First, it is possible that the parasitic capacitance on the MOSFET may have caused an oscillation and thus, voltage spike. I added R2 to increase the fall time slightly and thus, reduce the charge. See the video here (Skip to 4:00)

Not only is the parasitic capacitance causing an oscillation, but another factor is also that I actually have an RLC circuit here. My load is a solenoid and my power source is my supercapacitors. Thus I added D2 so that it doesn't start cycling back and forth. I also replaced the MOSFET with a new one.

Version #2
enter image description here

And yet the same thing happened, GPIO8 is at 0v before I connected the capacitor but the MOSFET completed the circuit anyways and broke, this time it is caught on camera.
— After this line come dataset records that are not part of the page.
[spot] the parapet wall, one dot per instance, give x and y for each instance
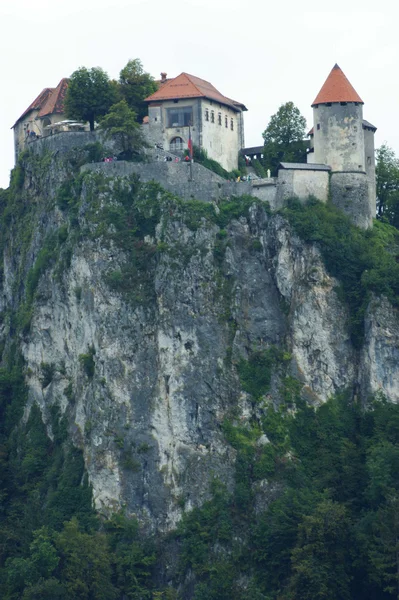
(175, 177)
(349, 190)
(302, 184)
(63, 141)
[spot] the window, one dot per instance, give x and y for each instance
(180, 117)
(176, 145)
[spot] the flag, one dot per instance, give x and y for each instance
(190, 144)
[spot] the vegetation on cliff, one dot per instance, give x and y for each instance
(312, 513)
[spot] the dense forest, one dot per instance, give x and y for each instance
(326, 524)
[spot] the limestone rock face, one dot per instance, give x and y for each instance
(146, 385)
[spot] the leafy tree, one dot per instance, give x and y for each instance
(135, 85)
(120, 125)
(90, 95)
(284, 137)
(383, 544)
(387, 181)
(320, 560)
(86, 572)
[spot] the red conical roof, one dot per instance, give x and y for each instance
(337, 88)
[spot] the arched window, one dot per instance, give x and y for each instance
(176, 145)
(46, 121)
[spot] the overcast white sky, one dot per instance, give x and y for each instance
(262, 56)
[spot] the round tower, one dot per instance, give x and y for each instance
(338, 131)
(339, 143)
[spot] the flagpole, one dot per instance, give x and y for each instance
(190, 151)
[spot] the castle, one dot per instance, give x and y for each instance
(340, 166)
(341, 161)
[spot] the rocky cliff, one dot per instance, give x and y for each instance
(150, 321)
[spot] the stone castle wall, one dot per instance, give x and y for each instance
(350, 193)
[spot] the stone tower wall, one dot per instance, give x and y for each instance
(338, 136)
(350, 193)
(369, 159)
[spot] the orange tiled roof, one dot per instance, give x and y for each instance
(49, 101)
(37, 104)
(189, 86)
(337, 88)
(55, 102)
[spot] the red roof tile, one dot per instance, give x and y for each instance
(189, 86)
(37, 104)
(49, 101)
(337, 88)
(55, 102)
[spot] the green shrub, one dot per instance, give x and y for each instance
(88, 363)
(48, 372)
(363, 261)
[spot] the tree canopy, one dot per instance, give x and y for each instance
(135, 85)
(120, 125)
(387, 185)
(90, 95)
(284, 137)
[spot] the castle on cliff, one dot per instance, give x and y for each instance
(341, 161)
(340, 166)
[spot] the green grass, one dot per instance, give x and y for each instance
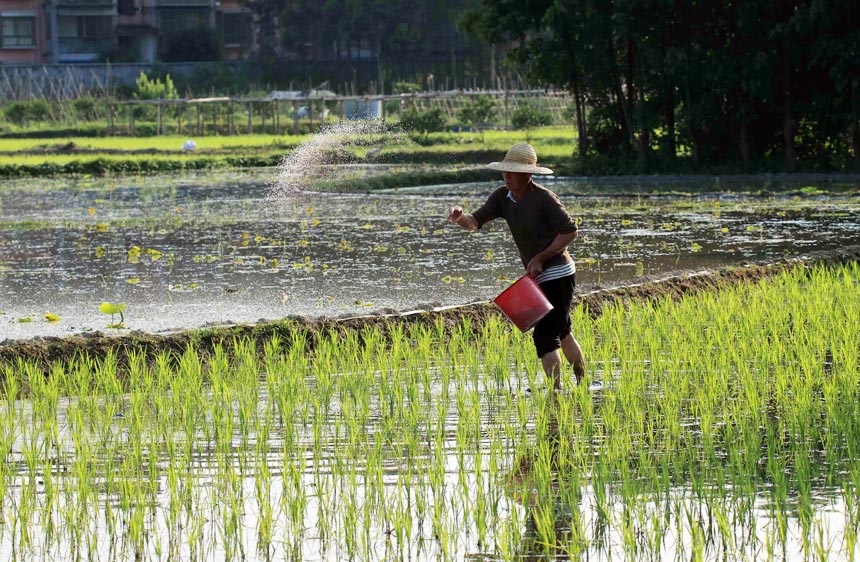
(165, 143)
(725, 424)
So that's where I'm at now. My capacitor is charged to 27V and since I've added the components to get rid of oscillations, I can't think of anything else. According to the datasheet, the breakdown voltage of the IRF3205 is at 55v and I'm well below that.

Any bright ideas?

Best Answer

Your gate drive voltage is too low. That MOSFET needs 10V to turn on completely. 5V just barely clears the 4V threshold when the MOSFET just barely starts to conduct. DO NOT use the Vgsth if you intend to use your MOSFET at a switch. That is the voltage it just barely starts to conduct at. Use a Vgs at least as high as the one used to obtain the given RDson. The Vgsth is for using the MOSFET as an linear/analog device.

According to Figure 1 in the datasheet, with 5V across the gate-source and 27V across the drain-source (I'm ignoring the solenoid resistance since it drops relatively little voltage), the MOSFET saturates at 10A. That's 270W being dissipated in your MOSFET.
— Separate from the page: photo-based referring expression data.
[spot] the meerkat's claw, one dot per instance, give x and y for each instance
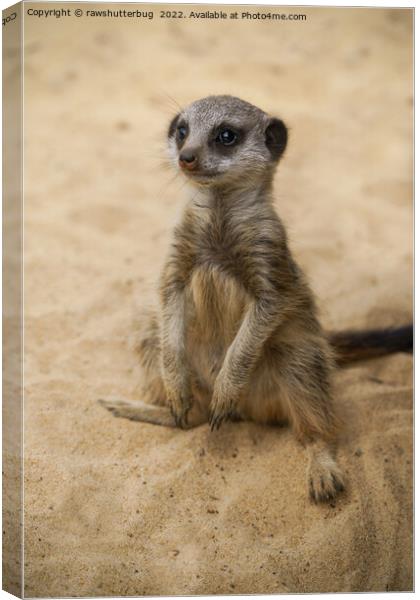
(325, 487)
(217, 418)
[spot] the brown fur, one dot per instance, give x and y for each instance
(236, 334)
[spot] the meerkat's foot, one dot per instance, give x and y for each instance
(140, 411)
(325, 478)
(221, 413)
(179, 406)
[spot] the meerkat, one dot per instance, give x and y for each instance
(236, 335)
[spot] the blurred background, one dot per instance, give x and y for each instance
(119, 508)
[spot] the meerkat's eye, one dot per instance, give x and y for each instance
(227, 137)
(182, 132)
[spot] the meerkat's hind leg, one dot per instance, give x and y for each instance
(139, 411)
(150, 413)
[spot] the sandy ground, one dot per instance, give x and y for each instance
(118, 508)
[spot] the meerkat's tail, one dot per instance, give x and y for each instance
(351, 346)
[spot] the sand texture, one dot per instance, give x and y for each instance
(114, 507)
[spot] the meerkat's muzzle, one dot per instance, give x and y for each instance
(188, 160)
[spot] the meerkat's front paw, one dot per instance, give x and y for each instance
(180, 405)
(325, 480)
(220, 412)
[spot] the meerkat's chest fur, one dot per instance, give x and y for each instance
(216, 296)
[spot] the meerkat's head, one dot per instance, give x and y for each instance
(223, 140)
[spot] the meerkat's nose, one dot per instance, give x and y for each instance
(188, 160)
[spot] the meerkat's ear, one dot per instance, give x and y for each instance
(276, 137)
(172, 126)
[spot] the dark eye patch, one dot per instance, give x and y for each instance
(181, 132)
(226, 136)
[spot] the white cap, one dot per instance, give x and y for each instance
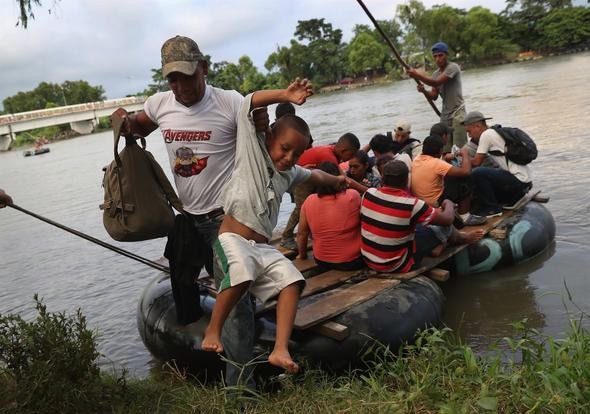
(403, 126)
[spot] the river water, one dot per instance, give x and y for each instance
(548, 98)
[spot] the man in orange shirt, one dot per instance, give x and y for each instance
(346, 147)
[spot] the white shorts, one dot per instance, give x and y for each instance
(247, 261)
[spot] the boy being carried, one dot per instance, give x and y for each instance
(265, 169)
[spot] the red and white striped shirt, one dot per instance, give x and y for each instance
(388, 222)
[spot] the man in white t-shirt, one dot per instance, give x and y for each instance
(199, 124)
(446, 82)
(494, 187)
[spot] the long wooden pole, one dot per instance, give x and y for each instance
(395, 52)
(116, 249)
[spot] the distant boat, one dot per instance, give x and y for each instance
(36, 151)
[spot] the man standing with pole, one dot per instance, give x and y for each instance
(446, 82)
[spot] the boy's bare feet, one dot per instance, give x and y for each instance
(283, 359)
(211, 342)
(471, 236)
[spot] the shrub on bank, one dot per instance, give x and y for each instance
(50, 365)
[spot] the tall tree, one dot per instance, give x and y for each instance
(243, 77)
(324, 49)
(569, 27)
(364, 54)
(49, 95)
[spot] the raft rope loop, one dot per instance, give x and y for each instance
(395, 52)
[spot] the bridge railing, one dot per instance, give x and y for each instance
(46, 113)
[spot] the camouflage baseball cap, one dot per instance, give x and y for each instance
(180, 54)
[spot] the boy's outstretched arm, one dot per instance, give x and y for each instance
(296, 93)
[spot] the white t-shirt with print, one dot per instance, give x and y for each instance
(490, 140)
(201, 143)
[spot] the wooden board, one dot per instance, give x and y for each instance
(438, 275)
(541, 198)
(332, 330)
(430, 262)
(339, 301)
(305, 265)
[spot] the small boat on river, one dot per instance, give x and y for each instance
(341, 313)
(36, 151)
And Figure 1 is at 25C. Your MOSFET is heating up while it does all this which makes it operate more like in Figure 2 where even more current being conducted. In this case it is saturating at 30A with a 27V drop which is ~800W of heat being dissipated.

With a listed junction-to-ambient thermal resistance of 62 C/W, that's a temperature rise of 17,000 and 50,000 Celcius, respectively.

Also, look up gate drivers and consider whether you need one or not for your MOSFET or if directly driving the gate capacitance from a piddly low-current I/O pin is sufficient for your application.